As protestors mount their reopening campaigns on various capitol building steps around the United States, asserting non-existent constitutional rights, they have the cameras and the stage all to themselves. Those who believe in containing the virus through prudent distancing policies, by definition, are powerless to mount the counter-protests that reflect what polls tell us are the sentiments of the majority of Americans. 

You also get inane exchanges, driven by ignorance and denial, like this from a Senate hearing on May 12th, where NIH pandemic maven, Dr. Anthony Fauci, gave dire warnings against reopening too much too soon: “Sen. Rand Paul, a Kentucky Republican who tested positive for coronavirus in March, challenged Fauci and other public health experts Tuesday [5/12], arguing that the virus has been on a ‘relatively benign course’ outside of high infection rates in New England. He warned that there would be an even greater damage to the country if schools did not re-open in the fall.

“‘As much as I respect you, Dr.
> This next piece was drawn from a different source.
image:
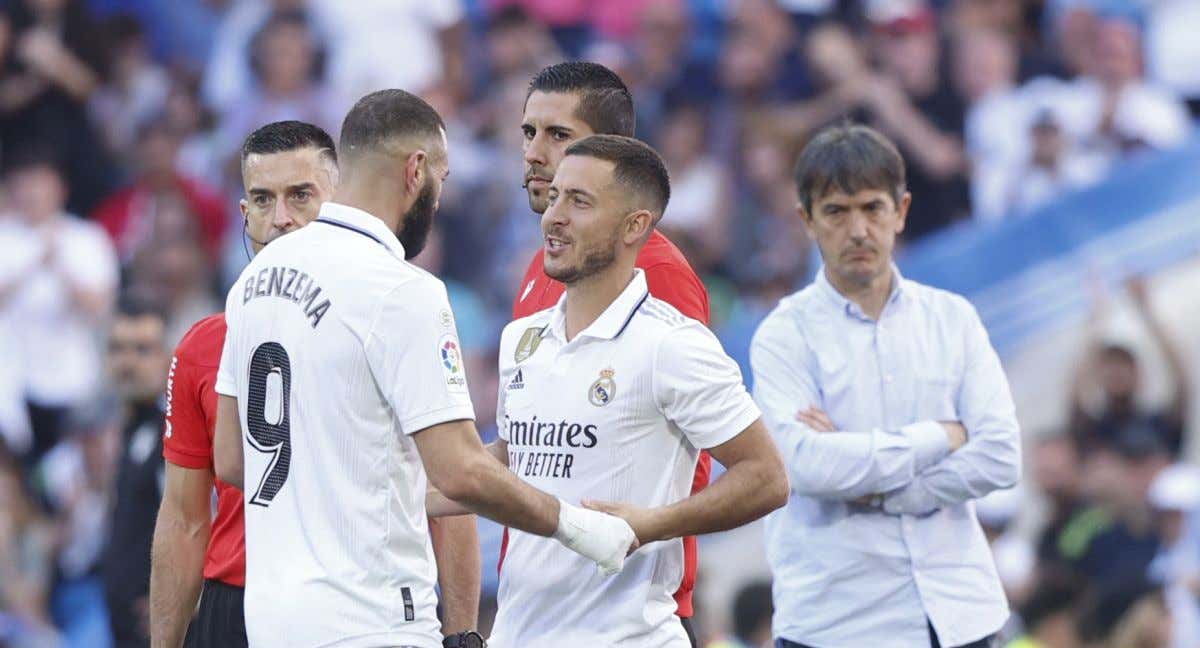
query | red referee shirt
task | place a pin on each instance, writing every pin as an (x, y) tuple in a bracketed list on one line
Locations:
[(187, 442), (672, 280)]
Fauci, I don't think you're the end-all,’ Paul said. ‘I don't think you're the one person that gets to make a decision. We can listen to your advice, but there are people on the other side saying there's not going to be a surge and that we can safely open the economy. And the facts will bear this out.’” CNN.com, May 12th. Kentucky is one of those smaller states now experiencing a CV-19 surge. Maybe Rand Paul should visit some of those make-shift morgues, like the one in New York City pictured above. We have run out of places to put the bodies!

Oh, and it doesn’t help that the President continues to urge Americans to get back to work, move out into public spaces, and ignore government regulations and guidelines to the contrary. Experts keep saying if we do not apply prudence to our efforts to restart the economy, there will be a devastating second wave. But what they are saying privately is that the second wave has already begun. Too many state and federal agencies are trying to figure out how to contain, not the virus, but the statistics showing rising CV-19-releated infection and death rates from premature efforts to reopen the economy. Sound familiar?

            I’m Peter Dekom, and in my search through history, particularly the Spanish Flu, it seems that second waves are almost always much worse than the initial spate of infections and deaths.